Chamberlin pleaded guilty last year to forcible interference with reproductive health services and being a felon in possession of a firearm. From June 2020 to May 2021, when he was arrested, Chamberlin would drive by the Pasadena clinic and shoot at the building from his car, shattering windows and frightening staff and patients. When he was finally apprehended, police found a loaded handgun in his car.

As part of his plea deal, he admitted that he wanted to intimidate and interfere with the clinic, its doctors, staff and patients specifically because the clinic was providing abortion services. 

The head clinician of the Pasadena center and the CEO of the local Planned Parenthood organization spoke at the hearing to share the anxiety and stress they endured because of the shootings during a time when they were already under much stress because of the rapidly spreading Covid-19 pandemic.

"Although fortunately no one was physically injured by defendant's conduct, this was the result of his chosen method of attack — cowardly firing a BB gun through the window of his getaway car to ensure an easy escape and conceal his identity — rather than a lack of intent," prosecutors with the U.S. attorney's office in LA said in their request for a four-year prison term.

After his arrest, Chamberlin told law enforcement that he had been an undercover investigator of Planned Parenthood for "Project Veritas," a far-right activist organization known for spreading conspiracy theories, and that he was targeted by U.S. Vice President Kamala Harris because of his investigation of Planned Parenthood. He also accused Planned Parenthood of selling body parts of fetuses.

The FBI also discovered a YouTube video in which Chamberlin describes himself as an investigative journalist and documentary filmmaker and in which he thanks Alex Jones and Infowars because "watching him has totally changed my world." In the video, Chamberlin says that "it's time stop aborting babies and selling their body parts."

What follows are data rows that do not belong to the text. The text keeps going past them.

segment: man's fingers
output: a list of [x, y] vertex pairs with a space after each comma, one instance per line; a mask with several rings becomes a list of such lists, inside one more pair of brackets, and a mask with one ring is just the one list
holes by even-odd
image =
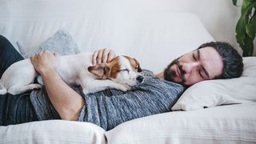
[[106, 63], [109, 57], [110, 50], [104, 49], [103, 50], [103, 56], [102, 56], [102, 63]]
[[54, 55], [55, 57], [58, 57], [58, 54], [57, 52], [54, 52]]
[[103, 54], [103, 50], [100, 50], [98, 54], [97, 57], [97, 63], [102, 63], [102, 54]]
[[107, 58], [107, 62], [111, 61], [115, 57], [115, 53], [113, 50], [110, 50], [109, 54], [108, 54], [108, 58]]
[[98, 57], [98, 50], [95, 50], [93, 54], [93, 57], [91, 58], [91, 62], [94, 66], [96, 65], [96, 59], [97, 59], [97, 57]]

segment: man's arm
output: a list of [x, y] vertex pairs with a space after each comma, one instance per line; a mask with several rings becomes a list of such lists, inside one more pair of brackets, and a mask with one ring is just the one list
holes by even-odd
[[32, 57], [31, 62], [42, 77], [50, 101], [61, 118], [76, 121], [85, 101], [58, 75], [55, 70], [56, 57], [45, 51]]

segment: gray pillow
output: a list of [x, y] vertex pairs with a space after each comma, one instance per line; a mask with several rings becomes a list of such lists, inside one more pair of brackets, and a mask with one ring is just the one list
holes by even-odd
[[[78, 49], [78, 46], [71, 38], [71, 35], [64, 30], [58, 30], [51, 38], [42, 43], [37, 48], [33, 50], [26, 53], [23, 46], [17, 42], [21, 54], [25, 58], [30, 58], [32, 55], [38, 54], [40, 51], [50, 50], [52, 52], [57, 52], [61, 55], [75, 54], [80, 53]], [[38, 76], [37, 81], [41, 85], [43, 85], [42, 78]]]
[[80, 53], [78, 46], [71, 38], [70, 34], [64, 30], [58, 30], [51, 38], [34, 48], [33, 50], [25, 52], [23, 46], [17, 42], [19, 51], [25, 58], [30, 58], [32, 55], [40, 51], [50, 50], [57, 52], [61, 55], [74, 54]]

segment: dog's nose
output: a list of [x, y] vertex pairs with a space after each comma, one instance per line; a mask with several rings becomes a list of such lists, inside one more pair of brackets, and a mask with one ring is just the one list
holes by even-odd
[[136, 80], [140, 83], [142, 83], [143, 82], [143, 79], [144, 79], [144, 78], [141, 75], [139, 75], [136, 78]]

Chamberlin apologized to the victims of his terror campaign at Monday's hearing.

"I never intended to hurt a person," he told the judge. "That's not me."

Chamberlin's public defender Antonio Villaamil asked for a prison sentence of only one year, arguing that his client fell into a deep depression after the death of his mother during the Covid-19 lockdown and that, fueled by alcohol and prescription drug abuse, he made a series of horrible decisions for which he is now deeply sorry.

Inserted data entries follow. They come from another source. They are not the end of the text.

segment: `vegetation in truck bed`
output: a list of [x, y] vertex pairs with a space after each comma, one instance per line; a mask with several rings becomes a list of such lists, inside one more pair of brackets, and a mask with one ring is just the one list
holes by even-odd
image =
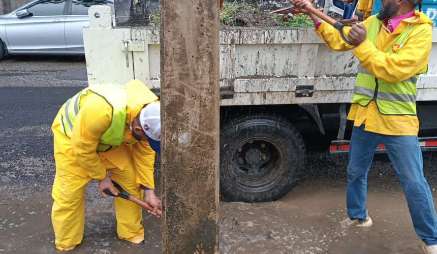
[[[159, 9], [150, 12], [150, 24], [160, 26]], [[262, 12], [247, 3], [225, 4], [220, 10], [220, 22], [224, 26], [256, 27], [308, 27], [314, 24], [303, 14], [270, 14]]]

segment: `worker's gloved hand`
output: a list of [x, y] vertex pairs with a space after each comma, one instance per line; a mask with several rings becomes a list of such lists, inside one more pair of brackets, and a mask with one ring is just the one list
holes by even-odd
[[146, 196], [146, 203], [153, 208], [153, 211], [147, 210], [147, 212], [150, 214], [156, 215], [158, 218], [160, 218], [161, 216], [158, 215], [157, 212], [158, 210], [162, 210], [162, 204], [161, 200], [155, 195], [154, 190], [144, 190], [144, 194]]
[[366, 40], [366, 27], [363, 24], [357, 24], [349, 31], [349, 40], [351, 43], [357, 46]]
[[109, 177], [107, 175], [103, 180], [99, 181], [98, 188], [99, 193], [102, 195], [102, 197], [106, 199], [106, 198], [109, 197], [109, 196], [107, 195], [103, 192], [103, 190], [105, 189], [109, 189], [109, 190], [112, 193], [112, 194], [114, 194], [115, 196], [117, 196], [118, 195], [118, 193], [117, 193], [117, 189], [114, 187], [114, 184], [112, 184], [112, 182], [111, 181], [111, 179], [109, 179]]
[[290, 0], [290, 2], [295, 7], [299, 9], [299, 12], [309, 16], [309, 17], [313, 19], [313, 22], [315, 23], [322, 21], [322, 20], [320, 18], [311, 14], [305, 9], [305, 7], [307, 6], [314, 7], [314, 6], [313, 5], [313, 2], [314, 1], [311, 0]]
[[299, 9], [299, 12], [308, 15], [309, 13], [305, 10], [306, 5], [313, 6], [309, 0], [290, 0], [291, 4]]

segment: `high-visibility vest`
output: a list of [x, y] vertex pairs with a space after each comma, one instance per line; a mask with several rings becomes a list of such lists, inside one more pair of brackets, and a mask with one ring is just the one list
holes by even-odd
[[114, 146], [119, 146], [122, 142], [127, 107], [125, 86], [115, 84], [102, 84], [93, 85], [84, 89], [63, 105], [60, 109], [61, 125], [65, 135], [71, 138], [75, 119], [80, 109], [79, 105], [81, 96], [90, 92], [102, 97], [112, 108], [111, 124], [102, 135], [97, 147], [97, 151], [106, 151]]
[[[374, 17], [367, 29], [366, 37], [376, 45], [377, 37], [381, 28], [382, 23]], [[396, 38], [385, 52], [397, 54], [401, 50], [410, 33], [417, 26], [409, 24]], [[427, 66], [419, 73], [403, 81], [389, 83], [374, 77], [361, 65], [354, 89], [351, 103], [358, 103], [365, 107], [371, 101], [376, 102], [378, 109], [384, 115], [416, 115], [416, 83], [419, 75], [426, 73]]]

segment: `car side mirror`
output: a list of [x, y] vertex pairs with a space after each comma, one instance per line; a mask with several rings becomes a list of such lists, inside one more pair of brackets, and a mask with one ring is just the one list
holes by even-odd
[[24, 9], [23, 10], [20, 10], [19, 11], [17, 11], [17, 12], [15, 13], [15, 15], [18, 18], [22, 18], [23, 17], [26, 17], [26, 16], [29, 16], [30, 14], [29, 13], [29, 10], [27, 9]]

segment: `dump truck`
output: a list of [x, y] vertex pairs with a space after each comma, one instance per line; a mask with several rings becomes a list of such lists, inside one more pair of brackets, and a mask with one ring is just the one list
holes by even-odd
[[[137, 79], [159, 96], [159, 29], [113, 26], [107, 7], [91, 7], [89, 14], [83, 36], [89, 84]], [[436, 56], [436, 27], [432, 36], [431, 55]], [[310, 163], [305, 162], [297, 119], [308, 119], [324, 134], [323, 115], [338, 114], [336, 139], [326, 149], [333, 155], [347, 153], [347, 112], [359, 65], [350, 52], [328, 49], [313, 28], [222, 29], [222, 198], [270, 201], [292, 190]], [[417, 88], [421, 130], [437, 129], [437, 58], [430, 57]], [[420, 142], [424, 150], [437, 149], [436, 137], [420, 137]], [[377, 152], [384, 151], [381, 145]]]

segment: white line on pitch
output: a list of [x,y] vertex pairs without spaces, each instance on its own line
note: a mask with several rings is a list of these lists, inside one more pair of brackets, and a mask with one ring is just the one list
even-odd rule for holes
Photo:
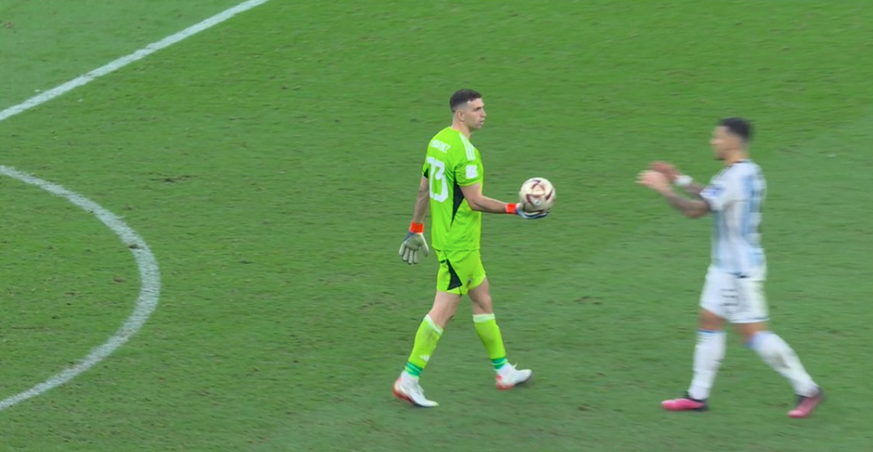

"He recognizes that he has gravely frightened and disrupted the lives of several innocent people," his attorney said in his bid for leniency. "He recognizes that, despite his views on abortion, his actions have no excuse."

Assistant U.S. Attorney Frances Lewis sought to pooh-pooh Chamberlin's defense that he was an otherwise peaceful man who had been derailed by depression and substance abuse because, after he purportedly ceased his substance abuse, he lied to the FBI about an arsenal of guns and ammunition he still possessed even though he wasn't allowed to own any firearms as a convicted felon.

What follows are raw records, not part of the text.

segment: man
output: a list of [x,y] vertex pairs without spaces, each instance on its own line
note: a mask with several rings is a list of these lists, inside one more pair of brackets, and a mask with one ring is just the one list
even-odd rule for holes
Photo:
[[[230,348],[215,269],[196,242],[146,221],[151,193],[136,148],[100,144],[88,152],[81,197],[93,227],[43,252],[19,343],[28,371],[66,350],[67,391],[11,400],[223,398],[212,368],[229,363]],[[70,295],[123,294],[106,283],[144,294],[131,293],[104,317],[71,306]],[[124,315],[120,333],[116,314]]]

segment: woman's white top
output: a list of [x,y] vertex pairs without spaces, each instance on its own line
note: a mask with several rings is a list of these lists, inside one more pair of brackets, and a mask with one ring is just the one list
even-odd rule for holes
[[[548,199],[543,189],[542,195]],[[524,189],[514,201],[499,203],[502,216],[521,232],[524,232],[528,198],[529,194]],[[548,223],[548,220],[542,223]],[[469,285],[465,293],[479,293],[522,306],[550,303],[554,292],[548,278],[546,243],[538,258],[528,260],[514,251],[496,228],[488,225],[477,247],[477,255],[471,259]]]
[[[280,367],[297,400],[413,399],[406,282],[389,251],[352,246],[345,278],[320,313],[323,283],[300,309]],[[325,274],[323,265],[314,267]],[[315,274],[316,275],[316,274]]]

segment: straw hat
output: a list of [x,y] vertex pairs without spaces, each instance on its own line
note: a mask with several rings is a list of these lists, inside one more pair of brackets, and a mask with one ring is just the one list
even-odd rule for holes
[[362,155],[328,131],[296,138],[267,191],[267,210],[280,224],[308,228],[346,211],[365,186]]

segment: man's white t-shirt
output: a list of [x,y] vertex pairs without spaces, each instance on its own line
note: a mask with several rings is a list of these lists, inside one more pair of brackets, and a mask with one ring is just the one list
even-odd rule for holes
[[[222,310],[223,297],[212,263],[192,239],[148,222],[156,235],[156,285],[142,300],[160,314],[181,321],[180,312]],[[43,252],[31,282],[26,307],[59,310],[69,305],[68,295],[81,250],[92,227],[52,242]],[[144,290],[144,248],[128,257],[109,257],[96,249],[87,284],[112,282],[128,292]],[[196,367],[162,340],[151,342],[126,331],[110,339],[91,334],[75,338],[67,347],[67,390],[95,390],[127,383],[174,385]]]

She also noted that the YouTube video in which he touted conspiracy theories about Planned Parenthood, and subsequent statements to the FBI and Planned Parenthood investigator in which he repeated accusations that the organization was killing babies and selling their parts and in which he showed no remorse for terrorizing the clinic's staff, all occurred before and after he abused prescription drugs.

"There's only so much that depression, alcohol and pills can explain," Lewis said.